Cryptopals: Set 1 – challenge 4

Now that we know how to crack a single-byte XOR cipher, let's expand and crack even more through Cryptopals' next challenge.

Last time, we managed to break a single-byte key XOR cipher. This might not be useful in practice, but is a necessary stepping stone to understand more advanced cryptographic attacks.

To further drive home this point, we’re going to use the same attack to target multiple potential ciphertexts all at once.

Detect single-character XOR

One of the 60-character strings in this file has been encrypted by single-character XOR.

Find it.

(Your code from #3 should help.)

Refactoring for usability

First things first, we need to update our procedural code from last time to make it a bit more reusable.
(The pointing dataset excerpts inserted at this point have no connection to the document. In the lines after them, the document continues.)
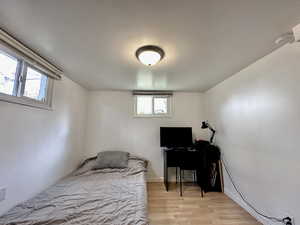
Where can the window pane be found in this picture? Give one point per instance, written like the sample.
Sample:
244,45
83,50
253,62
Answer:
161,105
144,105
8,69
35,85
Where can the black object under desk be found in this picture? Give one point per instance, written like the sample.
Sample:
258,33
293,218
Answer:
202,160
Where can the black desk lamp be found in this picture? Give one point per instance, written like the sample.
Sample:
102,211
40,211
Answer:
205,125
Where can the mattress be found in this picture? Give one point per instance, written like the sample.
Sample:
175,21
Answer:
107,196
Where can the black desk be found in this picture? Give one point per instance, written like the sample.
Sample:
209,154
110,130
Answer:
185,159
200,160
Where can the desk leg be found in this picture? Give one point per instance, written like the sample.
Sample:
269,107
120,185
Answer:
180,180
221,175
166,180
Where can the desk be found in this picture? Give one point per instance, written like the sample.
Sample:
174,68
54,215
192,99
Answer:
201,160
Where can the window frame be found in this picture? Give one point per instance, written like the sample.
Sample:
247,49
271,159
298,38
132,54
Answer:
20,83
169,113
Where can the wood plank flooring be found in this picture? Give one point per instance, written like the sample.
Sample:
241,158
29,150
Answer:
168,208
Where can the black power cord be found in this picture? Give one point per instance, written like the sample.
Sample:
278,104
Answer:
286,220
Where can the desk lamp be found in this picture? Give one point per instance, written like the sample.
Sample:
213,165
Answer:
205,125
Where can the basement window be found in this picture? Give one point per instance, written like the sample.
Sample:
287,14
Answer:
152,106
23,83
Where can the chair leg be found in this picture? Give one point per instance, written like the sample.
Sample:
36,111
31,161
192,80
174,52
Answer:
176,175
180,180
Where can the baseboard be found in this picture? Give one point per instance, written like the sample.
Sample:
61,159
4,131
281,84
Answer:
240,202
155,179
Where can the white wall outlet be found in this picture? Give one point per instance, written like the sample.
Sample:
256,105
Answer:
2,194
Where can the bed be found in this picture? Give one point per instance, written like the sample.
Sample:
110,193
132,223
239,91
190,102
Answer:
86,197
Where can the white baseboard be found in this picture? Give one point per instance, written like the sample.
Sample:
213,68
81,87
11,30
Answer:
155,179
240,202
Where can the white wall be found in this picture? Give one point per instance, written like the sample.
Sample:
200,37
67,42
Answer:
257,117
37,147
111,125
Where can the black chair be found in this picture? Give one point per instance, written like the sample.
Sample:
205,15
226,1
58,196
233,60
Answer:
189,162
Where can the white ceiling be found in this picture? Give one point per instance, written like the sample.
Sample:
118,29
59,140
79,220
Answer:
205,41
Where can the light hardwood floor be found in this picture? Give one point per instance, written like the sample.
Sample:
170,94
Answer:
168,208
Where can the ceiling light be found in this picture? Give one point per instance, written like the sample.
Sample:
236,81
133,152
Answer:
149,55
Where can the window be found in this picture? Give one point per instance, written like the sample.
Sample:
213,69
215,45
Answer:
152,106
23,83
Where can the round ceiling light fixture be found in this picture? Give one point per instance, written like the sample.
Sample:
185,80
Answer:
149,55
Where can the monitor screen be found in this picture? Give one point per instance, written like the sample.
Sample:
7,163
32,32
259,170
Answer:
176,137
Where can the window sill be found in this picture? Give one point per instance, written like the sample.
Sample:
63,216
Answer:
153,116
24,101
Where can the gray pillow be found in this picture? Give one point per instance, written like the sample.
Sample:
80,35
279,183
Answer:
111,159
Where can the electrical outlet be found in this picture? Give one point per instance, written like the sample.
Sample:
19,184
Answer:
2,194
288,221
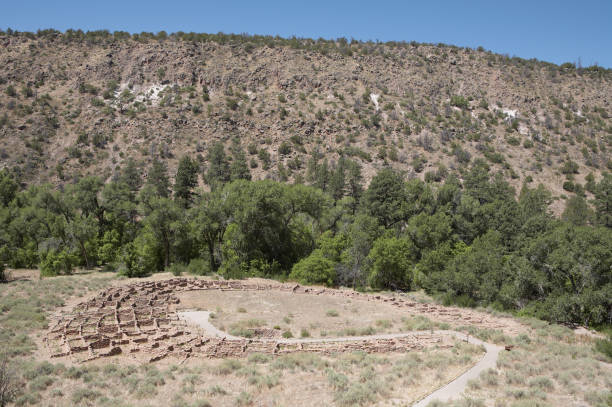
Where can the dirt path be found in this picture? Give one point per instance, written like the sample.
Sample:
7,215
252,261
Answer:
455,388
450,391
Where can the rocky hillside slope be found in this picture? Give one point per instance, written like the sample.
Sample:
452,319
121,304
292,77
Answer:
76,103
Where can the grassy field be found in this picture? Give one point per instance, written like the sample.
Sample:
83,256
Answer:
302,316
549,365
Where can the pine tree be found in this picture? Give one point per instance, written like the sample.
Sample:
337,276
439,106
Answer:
186,180
158,178
239,168
218,166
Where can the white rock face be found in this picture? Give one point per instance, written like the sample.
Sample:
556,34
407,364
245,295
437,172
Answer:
143,93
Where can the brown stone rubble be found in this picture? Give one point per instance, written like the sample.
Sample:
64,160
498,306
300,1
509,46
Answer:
139,319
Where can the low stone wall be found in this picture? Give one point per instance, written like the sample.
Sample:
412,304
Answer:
137,319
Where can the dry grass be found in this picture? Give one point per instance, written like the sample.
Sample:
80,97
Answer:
317,316
549,365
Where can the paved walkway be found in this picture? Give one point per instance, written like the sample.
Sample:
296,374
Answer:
445,393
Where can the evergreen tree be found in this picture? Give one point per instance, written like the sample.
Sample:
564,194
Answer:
239,168
603,201
218,166
186,179
131,175
158,178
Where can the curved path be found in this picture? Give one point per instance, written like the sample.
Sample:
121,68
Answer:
448,392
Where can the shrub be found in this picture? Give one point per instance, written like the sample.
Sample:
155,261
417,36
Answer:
569,167
199,267
391,262
8,383
459,101
54,263
604,346
10,91
314,269
284,148
177,269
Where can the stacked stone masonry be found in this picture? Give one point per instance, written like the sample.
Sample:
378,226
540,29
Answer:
139,319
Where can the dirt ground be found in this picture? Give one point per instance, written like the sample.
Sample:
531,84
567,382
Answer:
302,315
548,366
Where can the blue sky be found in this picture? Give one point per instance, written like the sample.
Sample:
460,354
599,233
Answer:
556,31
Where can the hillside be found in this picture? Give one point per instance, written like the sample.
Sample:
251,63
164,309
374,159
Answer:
78,103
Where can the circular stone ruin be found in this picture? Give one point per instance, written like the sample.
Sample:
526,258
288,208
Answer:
140,319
This means wrapping our cracking code in functions so we can invoke it again and again:

function attemptSingleByteXor(Bytes $cipher): Bytes
{
  $candidates = [];
  for($byte = 0; $byte < 256; $byte++) {
    $key = new Bytes(str_repeat(chr($byte), $cipher->length()));

    $score = scoreEnglishPhrase($cipher->xor($key)->asRaw());

    $candidates[$byte] = $score;
  }

  // Sort the most likely candidates first
  arsort($candidates);

  $best = array_key_first($candidates);
  $key = new Bytes(str_repeat(chr($best), $cipher->length()));

  return $cipher->xor($key);
}

This function will always return a Bytes object that’s a proper candidate for a decrypted plaintext. However, that doesn’t mean that it’s always returned something we can read. We can test things against yesterday’s exercise pretty easily:

$cipher = Bytes::fromHex('1b37373331363f78151b7f2b783431333d78397828372d363c78373e783a393b3736');

echo attemptSingleByteXor($cipher)->asRaw();

But once we load up the full list of candidate strings, we might get gibberish in response.

The full exercise

First, we’ll need to pull in our list of hex-encoded strings. Then, one at a time, we’ll pass them through our cracking function to try to get some intelligible response.

To ensure things are intelligible, we’ll pass the resulting raw text again through scoreEnglishPhrase(). Then we’ll collect an array mapping Bytes to their scores so we can check (again naively) for the highest scoring candidate.

$candidates = [];
$fp = fopen('ciphers.txt', 'r');
if ($fp) {
  while (($buffer = fgets($fp, 4906)) !== false) {
    $line = trim(preg_replace('/\s+/', '', $buffer));
    $cipher = Bytes::fromHex($line);

    $plaintext = attemptSingleByteXor($cipher)->asRaw();

    $candidates[$plaintext] = scoreEnglishPhrase($plaintext);
  }

  fclose($fp);
}

// Sort the most likely candidates first
arsort($candidates);

$best = array_key_first($candidates);
echo $best;

Now that we’ve iterated across our entire file of candidates, we’ve discovered Now that the party is jumping is the hidden plaintext.